On Aug 13, 2008, at 3:52 AM, Lenny Verkhovsky wrote:

> Hi,
>
> just for the try - can run np 2
>
> ( Ping Pong test is for 2 processes only )
>
>
> On 8/13/08, Daniël Mantione <daniel.mantione_at_[hidden]> wrote:
>
> On Tue, 12 Aug 2008, Gus Correa wrote:
>
> > Hello Daniel and list
> >
> > Could it be a problem with memory bandwidth / contention in multi-
> core?
>
>
> Yes, I believe we are somehow limited by memory performance. Here are
> some numbers from a dual Opteron 2352 system, which has much more
> memory
> bandwidth:
>
>
> #---------------------------------------------------
> # Benchmarking PingPong
> # #processes = 2
> # ( 6 additional processes waiting in MPI_Barrier)
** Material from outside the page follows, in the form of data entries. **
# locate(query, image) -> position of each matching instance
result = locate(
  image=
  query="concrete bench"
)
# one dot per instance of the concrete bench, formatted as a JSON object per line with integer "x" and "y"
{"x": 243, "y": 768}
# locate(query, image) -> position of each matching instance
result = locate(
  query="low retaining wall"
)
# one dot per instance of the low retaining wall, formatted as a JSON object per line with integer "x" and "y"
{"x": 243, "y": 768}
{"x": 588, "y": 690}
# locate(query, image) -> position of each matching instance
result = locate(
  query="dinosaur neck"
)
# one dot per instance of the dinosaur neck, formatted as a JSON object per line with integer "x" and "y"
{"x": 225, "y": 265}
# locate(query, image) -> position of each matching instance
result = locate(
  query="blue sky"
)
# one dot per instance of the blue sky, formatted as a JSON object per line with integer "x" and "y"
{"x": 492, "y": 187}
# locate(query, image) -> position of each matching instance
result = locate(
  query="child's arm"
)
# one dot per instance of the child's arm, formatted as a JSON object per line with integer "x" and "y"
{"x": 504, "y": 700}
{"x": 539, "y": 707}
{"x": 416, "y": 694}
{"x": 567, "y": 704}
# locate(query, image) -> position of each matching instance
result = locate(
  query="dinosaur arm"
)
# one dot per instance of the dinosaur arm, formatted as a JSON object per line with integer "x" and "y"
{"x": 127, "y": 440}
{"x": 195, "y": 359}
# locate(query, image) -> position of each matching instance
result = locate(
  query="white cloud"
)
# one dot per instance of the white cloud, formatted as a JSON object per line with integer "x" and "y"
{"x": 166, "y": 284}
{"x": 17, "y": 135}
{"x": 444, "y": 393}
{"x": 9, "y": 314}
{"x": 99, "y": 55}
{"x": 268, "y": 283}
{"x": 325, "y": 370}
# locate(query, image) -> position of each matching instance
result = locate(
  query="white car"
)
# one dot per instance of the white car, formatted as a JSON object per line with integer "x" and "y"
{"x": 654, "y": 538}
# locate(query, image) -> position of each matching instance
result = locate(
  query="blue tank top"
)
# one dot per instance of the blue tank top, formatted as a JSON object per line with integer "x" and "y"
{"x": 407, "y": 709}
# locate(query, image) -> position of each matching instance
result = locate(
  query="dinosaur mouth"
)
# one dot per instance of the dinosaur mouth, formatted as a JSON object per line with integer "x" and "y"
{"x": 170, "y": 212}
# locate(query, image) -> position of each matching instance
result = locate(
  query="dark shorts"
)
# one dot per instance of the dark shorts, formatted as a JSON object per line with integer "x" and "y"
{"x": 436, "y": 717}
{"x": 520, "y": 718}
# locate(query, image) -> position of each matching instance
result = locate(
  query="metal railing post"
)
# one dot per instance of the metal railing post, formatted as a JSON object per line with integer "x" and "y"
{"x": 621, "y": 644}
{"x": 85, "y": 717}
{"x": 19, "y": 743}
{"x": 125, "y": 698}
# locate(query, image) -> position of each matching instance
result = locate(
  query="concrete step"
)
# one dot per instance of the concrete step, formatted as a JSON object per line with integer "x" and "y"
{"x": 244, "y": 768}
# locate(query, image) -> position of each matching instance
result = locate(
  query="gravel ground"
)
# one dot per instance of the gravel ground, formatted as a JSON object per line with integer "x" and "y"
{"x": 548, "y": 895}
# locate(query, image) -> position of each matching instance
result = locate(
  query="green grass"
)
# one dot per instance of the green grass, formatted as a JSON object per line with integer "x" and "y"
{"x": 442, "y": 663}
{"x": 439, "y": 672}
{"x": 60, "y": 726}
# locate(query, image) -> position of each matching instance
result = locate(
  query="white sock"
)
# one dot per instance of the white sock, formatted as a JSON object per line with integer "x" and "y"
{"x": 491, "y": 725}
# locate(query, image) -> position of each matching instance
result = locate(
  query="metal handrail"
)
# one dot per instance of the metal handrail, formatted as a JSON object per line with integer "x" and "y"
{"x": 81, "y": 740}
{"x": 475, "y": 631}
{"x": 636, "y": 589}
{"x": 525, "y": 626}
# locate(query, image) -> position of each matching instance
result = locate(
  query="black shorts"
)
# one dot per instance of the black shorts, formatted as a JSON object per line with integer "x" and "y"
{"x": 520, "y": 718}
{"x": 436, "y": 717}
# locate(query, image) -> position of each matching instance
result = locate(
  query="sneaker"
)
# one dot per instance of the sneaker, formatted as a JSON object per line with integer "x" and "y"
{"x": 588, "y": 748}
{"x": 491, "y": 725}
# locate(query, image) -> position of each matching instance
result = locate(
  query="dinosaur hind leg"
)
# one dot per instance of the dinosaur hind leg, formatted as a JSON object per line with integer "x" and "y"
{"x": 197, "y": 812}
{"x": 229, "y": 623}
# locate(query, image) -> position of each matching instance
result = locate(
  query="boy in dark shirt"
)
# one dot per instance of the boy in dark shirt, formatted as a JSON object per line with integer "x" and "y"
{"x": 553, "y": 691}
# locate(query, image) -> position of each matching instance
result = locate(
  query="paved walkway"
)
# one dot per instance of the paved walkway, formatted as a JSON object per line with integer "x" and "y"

> #---------------------------------------------------
> #bytes #repetitions t[usec] Mbytes/sec
>
> 0 1000 0.86 0.00
> 1 1000 0.97 0.98
> 2 1000 0.95 2.01
> 4 1000 0.96 3.97
> 8 1000 0.95 7.99
> 16 1000 0.96 15.85
> 32 1000 0.99 30.69
> 64 1000 0.97 63.09
> 128 1000 1.02 119.68
> 256 1000 1.18 207.25
> 512 1000 1.40 348.77
> 1024 1000 1.75 556.75
> 2048 1000 2.59 753.22
> 4096 1000 5.10 766.23
> 8192 1000 7.93 985.13
> 16384 1000 14.60 1070.57
> 32768 1000 27.92 1119.23
> 65536 640 46.67 1339.16
> 131072 320 86.03 1453.06
> 262144 160 163.16 1532.21
> 524288 80 310.01 1612.88
> 1048576 40 730.62 1368.69
> 2097152 20 1449.72 1379.57
> 4194304 10 2884.90 1386.53
>
> However, +/- 1200 MB/s (or +/ 1500 MB/s in case of the AMD system)
> is not
> even close to the memory performance limits the systems, so there
> should be room for optimization.
>
> After all, the openib btl manages to tranfer the data from the
> memory of
> oneprocess to the memory of another process just fine with more
> performance.
>
>
> > It has been reported in many mailing lists (mpich, beowulf, etc).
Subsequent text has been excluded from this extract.